Japonya ile başlayan Uzak ve Güney Asya'daki elektronik ve dijital üretimin gelişmesini tepkisiz şekilde izlemiştir. ABD de özellikle ucuz ve masif üretimi tepkisiz izlemiş olsa da yüksek teknolojiyi tekelinde tutmuştur. Bu gelişmelerin birçoğunda geride kalan Rusya bildiği en iyi işi, yani silah üretimini yapmayı sürdürmüştür. Yüksek tahrip gücüne sahip füzeleri, nükleer silahları ile masada kalmaya devam edeceği görünmektedir.

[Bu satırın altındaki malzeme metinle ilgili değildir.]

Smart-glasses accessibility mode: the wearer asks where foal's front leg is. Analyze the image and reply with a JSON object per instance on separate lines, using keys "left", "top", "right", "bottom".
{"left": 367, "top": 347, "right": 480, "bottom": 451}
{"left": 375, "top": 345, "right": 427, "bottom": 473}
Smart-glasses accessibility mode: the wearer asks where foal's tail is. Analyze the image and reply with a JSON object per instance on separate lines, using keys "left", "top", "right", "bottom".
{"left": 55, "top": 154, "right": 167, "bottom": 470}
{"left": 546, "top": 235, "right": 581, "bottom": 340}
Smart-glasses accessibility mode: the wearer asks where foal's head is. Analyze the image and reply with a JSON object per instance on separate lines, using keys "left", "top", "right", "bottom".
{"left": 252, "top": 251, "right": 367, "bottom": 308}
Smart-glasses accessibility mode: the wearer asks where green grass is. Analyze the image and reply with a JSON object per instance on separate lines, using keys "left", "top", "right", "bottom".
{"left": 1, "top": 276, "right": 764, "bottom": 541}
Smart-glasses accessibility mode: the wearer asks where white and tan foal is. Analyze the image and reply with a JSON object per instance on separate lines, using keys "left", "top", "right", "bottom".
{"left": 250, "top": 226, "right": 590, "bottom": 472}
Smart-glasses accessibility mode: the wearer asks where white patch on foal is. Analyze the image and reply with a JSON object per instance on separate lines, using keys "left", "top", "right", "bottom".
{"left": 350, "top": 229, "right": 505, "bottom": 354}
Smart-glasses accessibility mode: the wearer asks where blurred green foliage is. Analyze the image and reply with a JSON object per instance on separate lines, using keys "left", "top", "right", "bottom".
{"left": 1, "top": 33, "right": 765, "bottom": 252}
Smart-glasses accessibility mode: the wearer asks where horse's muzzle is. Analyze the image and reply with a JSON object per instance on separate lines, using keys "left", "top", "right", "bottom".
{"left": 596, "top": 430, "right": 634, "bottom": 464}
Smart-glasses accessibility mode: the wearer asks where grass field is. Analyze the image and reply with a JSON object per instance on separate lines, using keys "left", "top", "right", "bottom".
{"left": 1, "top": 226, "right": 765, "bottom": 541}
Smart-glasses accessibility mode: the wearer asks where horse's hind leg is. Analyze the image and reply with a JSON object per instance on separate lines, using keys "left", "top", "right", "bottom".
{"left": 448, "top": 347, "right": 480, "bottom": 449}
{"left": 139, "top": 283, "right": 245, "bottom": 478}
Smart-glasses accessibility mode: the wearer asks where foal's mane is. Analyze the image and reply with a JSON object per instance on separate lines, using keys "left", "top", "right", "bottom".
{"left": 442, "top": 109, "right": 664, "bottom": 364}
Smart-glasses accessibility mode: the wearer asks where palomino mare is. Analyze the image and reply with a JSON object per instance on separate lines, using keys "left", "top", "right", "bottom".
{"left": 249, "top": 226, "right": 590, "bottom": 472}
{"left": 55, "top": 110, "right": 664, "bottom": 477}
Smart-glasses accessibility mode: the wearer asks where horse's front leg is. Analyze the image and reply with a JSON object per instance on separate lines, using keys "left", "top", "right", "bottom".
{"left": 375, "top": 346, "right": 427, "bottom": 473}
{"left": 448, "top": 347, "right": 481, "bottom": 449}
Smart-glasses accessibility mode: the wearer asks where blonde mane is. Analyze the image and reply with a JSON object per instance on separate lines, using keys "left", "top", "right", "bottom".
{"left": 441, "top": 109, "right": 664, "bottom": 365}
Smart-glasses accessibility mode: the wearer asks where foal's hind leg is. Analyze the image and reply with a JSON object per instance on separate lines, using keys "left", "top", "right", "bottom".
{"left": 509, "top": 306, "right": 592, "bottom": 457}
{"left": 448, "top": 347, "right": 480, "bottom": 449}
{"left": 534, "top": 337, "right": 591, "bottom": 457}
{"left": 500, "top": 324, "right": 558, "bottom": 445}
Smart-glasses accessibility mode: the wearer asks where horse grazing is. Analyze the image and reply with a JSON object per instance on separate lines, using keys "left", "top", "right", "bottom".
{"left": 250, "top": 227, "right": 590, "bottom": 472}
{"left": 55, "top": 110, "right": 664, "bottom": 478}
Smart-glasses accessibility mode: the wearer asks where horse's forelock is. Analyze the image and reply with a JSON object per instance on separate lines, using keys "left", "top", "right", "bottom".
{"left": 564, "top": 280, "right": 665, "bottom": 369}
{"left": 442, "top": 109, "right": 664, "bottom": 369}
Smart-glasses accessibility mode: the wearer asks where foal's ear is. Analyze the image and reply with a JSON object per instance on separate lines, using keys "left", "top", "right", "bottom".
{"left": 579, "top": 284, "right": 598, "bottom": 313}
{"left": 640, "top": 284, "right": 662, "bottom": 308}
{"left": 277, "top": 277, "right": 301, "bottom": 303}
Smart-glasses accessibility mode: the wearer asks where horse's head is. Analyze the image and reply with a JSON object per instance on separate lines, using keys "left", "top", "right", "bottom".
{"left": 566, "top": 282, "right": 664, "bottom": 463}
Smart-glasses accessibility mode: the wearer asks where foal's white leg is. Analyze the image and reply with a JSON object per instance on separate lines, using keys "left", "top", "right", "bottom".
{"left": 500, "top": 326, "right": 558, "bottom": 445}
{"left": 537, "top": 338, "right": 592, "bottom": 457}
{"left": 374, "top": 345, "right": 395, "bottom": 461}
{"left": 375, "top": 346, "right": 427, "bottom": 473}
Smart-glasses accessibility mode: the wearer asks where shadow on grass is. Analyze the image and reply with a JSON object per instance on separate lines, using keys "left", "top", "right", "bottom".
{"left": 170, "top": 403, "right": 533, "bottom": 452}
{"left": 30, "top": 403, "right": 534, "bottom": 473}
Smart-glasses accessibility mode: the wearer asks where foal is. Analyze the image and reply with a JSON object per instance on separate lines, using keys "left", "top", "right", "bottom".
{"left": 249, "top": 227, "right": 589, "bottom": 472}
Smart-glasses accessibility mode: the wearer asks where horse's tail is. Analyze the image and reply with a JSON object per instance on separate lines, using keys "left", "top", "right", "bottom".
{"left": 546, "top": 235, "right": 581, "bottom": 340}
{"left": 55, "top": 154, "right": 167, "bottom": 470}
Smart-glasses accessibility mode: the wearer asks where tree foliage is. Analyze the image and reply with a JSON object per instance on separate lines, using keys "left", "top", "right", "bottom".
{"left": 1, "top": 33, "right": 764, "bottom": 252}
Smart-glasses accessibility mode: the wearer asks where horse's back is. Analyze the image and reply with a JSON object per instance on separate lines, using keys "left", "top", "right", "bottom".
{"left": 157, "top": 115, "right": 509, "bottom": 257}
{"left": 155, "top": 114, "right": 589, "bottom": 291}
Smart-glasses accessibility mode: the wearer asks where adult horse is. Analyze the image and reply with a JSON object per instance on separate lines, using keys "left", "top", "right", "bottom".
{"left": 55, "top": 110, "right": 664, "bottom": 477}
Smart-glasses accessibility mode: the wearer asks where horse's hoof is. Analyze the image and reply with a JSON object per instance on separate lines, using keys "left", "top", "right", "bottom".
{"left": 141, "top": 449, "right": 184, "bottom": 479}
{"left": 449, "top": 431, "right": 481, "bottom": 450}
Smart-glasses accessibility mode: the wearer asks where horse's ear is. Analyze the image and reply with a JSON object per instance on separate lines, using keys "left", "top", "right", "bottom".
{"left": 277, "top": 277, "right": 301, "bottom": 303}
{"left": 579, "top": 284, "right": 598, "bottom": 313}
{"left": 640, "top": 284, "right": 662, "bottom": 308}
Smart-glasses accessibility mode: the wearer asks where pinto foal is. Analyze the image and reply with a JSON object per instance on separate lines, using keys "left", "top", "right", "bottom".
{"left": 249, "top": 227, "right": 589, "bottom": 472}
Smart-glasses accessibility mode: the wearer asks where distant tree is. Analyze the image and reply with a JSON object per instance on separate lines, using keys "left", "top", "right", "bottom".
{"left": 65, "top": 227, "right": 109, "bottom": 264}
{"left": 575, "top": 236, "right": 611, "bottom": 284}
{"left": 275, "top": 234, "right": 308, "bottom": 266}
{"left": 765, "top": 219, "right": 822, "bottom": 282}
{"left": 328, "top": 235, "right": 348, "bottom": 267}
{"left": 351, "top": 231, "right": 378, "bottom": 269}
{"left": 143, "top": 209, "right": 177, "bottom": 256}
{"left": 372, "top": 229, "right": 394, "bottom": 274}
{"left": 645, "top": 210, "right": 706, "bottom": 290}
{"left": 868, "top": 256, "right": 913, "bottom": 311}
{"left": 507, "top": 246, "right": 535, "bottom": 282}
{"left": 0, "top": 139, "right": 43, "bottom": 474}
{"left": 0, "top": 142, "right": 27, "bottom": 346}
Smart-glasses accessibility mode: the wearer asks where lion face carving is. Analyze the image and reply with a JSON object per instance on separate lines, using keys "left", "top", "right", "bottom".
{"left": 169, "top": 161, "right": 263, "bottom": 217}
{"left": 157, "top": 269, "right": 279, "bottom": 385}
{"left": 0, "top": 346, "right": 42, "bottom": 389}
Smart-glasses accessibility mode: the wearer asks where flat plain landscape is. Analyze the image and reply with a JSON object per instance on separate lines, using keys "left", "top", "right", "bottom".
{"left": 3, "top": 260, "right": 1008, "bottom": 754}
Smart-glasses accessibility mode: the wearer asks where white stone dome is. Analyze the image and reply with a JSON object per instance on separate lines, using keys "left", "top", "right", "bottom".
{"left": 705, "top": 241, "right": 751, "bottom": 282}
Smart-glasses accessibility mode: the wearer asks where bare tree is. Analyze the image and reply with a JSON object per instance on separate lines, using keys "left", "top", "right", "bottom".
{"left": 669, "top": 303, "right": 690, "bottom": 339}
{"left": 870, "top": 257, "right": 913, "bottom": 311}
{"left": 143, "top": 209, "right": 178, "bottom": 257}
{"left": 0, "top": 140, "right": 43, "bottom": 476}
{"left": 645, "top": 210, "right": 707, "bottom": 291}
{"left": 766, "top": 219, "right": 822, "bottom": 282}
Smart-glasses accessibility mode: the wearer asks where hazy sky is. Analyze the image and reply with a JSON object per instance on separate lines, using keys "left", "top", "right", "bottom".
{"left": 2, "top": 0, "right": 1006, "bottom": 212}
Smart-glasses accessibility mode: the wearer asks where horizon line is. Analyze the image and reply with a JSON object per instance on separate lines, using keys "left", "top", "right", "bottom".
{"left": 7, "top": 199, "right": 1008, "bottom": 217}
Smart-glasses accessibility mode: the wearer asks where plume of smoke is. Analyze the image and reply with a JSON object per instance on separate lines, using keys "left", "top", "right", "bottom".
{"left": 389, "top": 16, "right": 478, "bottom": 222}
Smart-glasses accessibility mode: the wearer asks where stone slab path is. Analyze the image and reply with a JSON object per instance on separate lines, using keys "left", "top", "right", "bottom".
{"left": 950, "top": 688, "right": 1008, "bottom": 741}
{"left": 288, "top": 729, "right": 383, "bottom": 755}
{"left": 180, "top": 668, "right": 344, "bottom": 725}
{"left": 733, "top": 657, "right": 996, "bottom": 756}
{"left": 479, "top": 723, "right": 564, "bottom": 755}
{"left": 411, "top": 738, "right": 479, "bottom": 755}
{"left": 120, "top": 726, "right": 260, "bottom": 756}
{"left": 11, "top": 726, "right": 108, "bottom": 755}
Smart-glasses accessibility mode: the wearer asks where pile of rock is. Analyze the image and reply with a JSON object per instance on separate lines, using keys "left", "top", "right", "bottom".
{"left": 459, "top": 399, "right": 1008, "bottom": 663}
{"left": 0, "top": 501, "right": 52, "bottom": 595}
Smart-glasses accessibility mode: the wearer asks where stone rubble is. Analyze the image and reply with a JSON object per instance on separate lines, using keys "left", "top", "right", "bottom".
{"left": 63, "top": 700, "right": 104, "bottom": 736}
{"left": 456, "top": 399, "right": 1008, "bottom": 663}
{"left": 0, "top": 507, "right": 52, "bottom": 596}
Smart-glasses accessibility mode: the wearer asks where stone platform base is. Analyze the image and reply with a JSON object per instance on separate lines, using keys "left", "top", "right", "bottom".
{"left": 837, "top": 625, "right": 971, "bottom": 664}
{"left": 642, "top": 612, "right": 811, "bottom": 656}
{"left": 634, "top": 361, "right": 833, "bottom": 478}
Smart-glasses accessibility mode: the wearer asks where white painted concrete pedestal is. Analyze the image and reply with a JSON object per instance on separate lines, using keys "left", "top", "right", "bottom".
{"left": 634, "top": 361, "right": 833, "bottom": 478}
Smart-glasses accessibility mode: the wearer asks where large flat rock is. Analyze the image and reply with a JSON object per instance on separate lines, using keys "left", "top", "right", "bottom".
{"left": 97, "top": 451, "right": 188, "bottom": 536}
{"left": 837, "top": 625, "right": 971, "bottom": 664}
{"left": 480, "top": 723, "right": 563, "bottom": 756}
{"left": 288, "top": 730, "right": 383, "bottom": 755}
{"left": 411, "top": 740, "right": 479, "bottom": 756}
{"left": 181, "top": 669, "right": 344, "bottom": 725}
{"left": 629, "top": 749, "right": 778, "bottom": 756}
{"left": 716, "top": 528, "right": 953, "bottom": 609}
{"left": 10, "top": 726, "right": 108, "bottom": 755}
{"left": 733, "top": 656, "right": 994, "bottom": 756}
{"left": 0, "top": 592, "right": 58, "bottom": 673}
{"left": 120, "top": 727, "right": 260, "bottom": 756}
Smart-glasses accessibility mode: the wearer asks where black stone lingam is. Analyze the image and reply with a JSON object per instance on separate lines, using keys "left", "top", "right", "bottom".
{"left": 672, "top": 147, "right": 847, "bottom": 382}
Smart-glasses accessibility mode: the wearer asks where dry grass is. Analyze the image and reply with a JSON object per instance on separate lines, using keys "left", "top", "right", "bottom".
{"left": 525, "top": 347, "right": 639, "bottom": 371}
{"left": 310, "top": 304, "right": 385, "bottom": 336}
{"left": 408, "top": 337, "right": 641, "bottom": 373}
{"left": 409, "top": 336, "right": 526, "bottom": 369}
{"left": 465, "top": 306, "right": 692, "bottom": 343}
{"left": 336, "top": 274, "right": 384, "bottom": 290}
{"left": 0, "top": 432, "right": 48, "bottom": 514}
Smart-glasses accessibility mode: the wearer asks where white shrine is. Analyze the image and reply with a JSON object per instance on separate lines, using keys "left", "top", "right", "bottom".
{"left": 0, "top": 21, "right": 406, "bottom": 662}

Ukrayna için az yer ayırdığımızın farkındayım. Ama savaş bir anda Avrupa'ya dönmüş bulunmaktadır. Rahmetli Mahir Kaynak “ABD'nin Irak müdahalesi ve işgali için asıl mesele küresel güç mücadelesinde yapılmış bir hamledir. Irak bu operasyonun kod ismi olabilir” derdi. Ukrayna’nın da böyle olduğu görülmektedir. ABD açısından Ukrayna’nın bölünmesi, bir kısım toprağının Rusya’ya verilmesi ana Amerikan çıkarlarına zarar vermediği ölçüde önem taşımamaktadır. Aynı şekilde Doğu Avrupa'nın bir kısmını da Rusya nüfuzuna terk edebilir. Herşey artık büyük oyuncuların müzakeresine, büyük kazançların teminine bağlıdır, küçük güçlerin söz hakkı yoktur.
Avrupalı güçlerin bir uzantısına dönüşen Ukrayna’nın Rusya karşısında aşırı kayıplara maruz bırakılması, sadece Ukrayna’nın değil Avrupa'nın da kaybı olacaktır. Rusya’ya Dinyester’in ötesinde nüfuz alanı açılması Rusya'nın Avrupa'nın doğusunda hard power kullanması için cesaret verebilir. Trump'ın onur kırıcı davranışı ABD'nin böylesi bir inisiyatif hakkını verebileceğini düşündürmektedir. Böylesi bir duruma düşmemek için Avrupa'nın bir dönem gümrük tarifeleri ve NATO harcamaları ya da savaş tazminatları gibi farklı başlıklar altında ABD'ye haraç vermeye devam edeceği öngörülebilir. Küresel denklemden Avrupa'nın tamamen çıkmasının güç ve hegemonya dışında derin etkileri olacaktır. Henüz bu boşluğu dolduracak evrensel bir ilkeler, değerler dizgesi oluşmadığı gibi bu soyut dünyayı temsil ve tahakkuk ettirecek bir güç adayı bile bulunmamaktadır. Yunan bilim ve düşüncesini Helenizasyon Çağında yeşertecek İskender de mevcut değildir…
Halihazırda etkilerini hissetmeye başladığımız küresel ısınma, iklim krizi, kavimler göçü, kavimler çatışması gibi öngörülen sıradışı olaylar ve öngöremediğimiz daha farklı felaketlerin vuku bulması halinde küresel belirsizlikler cevapsızdır. Avrupa'ya inen buzul çağının daha büyük bir coğrafyayı kapsaması da olasıdır.